Meat Loaf 74

By RodneyHatfieldJr for Indie

This sucks hard. Meat Loaf, the heavyweight rock superstar loved by millions for his “Bat Out of Hell” album and for such theatrical, dark-hearted anthems as “Paradise By the Dashboard Light,” “Two Out of Three Ain’t Bad,” and “I’d Do Anything for Love (But I Won’t Do That),” has died. He was 74.


The singer born Marvin Lee Aday died Thursday. No cause or other details were given, but Aday had numerous health scares over the years. A native of Dallas, Aday was the son of a school teacher who raised him on her own after divorcing his alcoholic father, a police officer. Aday was singing and acting in high school and attended Lubbock Christian College and what is now the University of North Texas. 

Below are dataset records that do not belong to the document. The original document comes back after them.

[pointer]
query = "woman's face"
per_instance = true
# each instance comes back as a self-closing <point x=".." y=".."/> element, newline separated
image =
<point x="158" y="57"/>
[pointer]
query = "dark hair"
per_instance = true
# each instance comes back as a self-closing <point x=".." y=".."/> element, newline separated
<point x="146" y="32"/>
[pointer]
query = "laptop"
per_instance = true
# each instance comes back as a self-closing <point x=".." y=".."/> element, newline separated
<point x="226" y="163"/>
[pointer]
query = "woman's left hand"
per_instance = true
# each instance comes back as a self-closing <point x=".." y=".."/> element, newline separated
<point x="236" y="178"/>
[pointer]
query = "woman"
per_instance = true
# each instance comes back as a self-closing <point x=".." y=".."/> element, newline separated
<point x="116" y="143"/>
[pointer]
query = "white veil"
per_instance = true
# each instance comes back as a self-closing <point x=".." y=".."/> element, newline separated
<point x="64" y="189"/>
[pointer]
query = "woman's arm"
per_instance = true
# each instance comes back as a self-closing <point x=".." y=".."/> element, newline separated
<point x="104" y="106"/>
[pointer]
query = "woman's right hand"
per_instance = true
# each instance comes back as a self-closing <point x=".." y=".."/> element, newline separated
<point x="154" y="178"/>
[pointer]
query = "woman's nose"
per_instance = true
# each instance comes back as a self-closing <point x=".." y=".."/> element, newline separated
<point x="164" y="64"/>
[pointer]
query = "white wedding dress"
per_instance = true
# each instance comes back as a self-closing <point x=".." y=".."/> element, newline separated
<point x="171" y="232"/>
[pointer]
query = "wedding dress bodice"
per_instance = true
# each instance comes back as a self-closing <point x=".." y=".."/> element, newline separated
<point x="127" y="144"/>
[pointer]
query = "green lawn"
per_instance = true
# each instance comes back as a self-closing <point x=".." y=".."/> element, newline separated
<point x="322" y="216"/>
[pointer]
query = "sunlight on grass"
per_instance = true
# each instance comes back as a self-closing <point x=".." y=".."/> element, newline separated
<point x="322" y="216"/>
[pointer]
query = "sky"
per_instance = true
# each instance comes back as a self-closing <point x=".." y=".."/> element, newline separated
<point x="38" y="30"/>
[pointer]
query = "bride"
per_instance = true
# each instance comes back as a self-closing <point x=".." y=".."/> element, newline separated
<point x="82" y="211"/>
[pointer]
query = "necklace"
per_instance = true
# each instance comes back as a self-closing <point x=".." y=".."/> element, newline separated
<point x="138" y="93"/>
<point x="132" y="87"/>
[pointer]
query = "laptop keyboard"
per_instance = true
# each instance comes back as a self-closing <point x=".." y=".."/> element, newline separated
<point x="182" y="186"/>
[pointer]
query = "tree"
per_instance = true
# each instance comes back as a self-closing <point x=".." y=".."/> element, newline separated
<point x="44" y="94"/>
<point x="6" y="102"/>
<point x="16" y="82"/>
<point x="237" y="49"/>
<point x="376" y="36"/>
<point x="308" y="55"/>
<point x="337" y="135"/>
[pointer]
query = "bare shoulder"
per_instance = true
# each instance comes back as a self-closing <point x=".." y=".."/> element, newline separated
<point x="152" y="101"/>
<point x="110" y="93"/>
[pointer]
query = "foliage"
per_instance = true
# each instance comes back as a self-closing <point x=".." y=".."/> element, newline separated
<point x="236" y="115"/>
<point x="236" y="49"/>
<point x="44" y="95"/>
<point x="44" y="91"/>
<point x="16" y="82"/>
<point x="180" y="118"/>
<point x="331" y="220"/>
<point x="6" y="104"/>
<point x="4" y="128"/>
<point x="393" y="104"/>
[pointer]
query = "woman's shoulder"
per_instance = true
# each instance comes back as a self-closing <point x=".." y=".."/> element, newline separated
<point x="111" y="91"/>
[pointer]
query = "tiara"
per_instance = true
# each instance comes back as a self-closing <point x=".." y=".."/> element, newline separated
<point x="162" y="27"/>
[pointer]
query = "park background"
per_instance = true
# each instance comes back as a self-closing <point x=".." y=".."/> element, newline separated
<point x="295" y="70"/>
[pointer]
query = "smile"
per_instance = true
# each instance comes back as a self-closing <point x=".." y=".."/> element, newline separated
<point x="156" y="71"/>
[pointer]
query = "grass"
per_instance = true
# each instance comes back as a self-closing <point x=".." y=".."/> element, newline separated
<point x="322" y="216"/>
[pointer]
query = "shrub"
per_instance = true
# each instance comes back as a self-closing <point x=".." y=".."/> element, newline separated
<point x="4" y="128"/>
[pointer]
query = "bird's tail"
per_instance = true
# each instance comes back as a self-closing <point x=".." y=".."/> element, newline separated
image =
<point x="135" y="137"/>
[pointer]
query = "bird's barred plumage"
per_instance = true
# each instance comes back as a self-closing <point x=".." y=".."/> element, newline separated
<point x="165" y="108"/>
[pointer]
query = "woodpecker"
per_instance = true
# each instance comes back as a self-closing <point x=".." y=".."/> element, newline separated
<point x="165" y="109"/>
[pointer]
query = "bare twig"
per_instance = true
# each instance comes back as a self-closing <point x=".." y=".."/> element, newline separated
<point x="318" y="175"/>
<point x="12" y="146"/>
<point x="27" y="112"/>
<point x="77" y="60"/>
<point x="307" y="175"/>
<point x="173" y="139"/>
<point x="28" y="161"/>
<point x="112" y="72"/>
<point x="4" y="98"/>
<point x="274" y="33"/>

He was still a teenager when his mother died and when he acquired the nickname Meat Loaf, the alleged origins of which range from his weight to a favorite recipe of his mother’s. He left for Los Angeles after college and was soon fronting the band Meat Loaf Soul. For years, he alternated between music and the stage, recording briefly for Motown, opening for such acts as The Who and the Grateful Dead, and appearing in the Broadway production of “Hair.”


By the mid-1970s, he was playing the lobotomized biker Eddie in the theater and film versions of “The Rocky Horror Picture Show,” had served as an understudy for his friend John Belushi for the stage production of National Lampoon and had begun working with Steinman on “Bat Out of Hell.” And the rest is musical history.


Horror fans will remember him for his roles in Rocky Horror Picture Show, Fight Club, and Blacktop.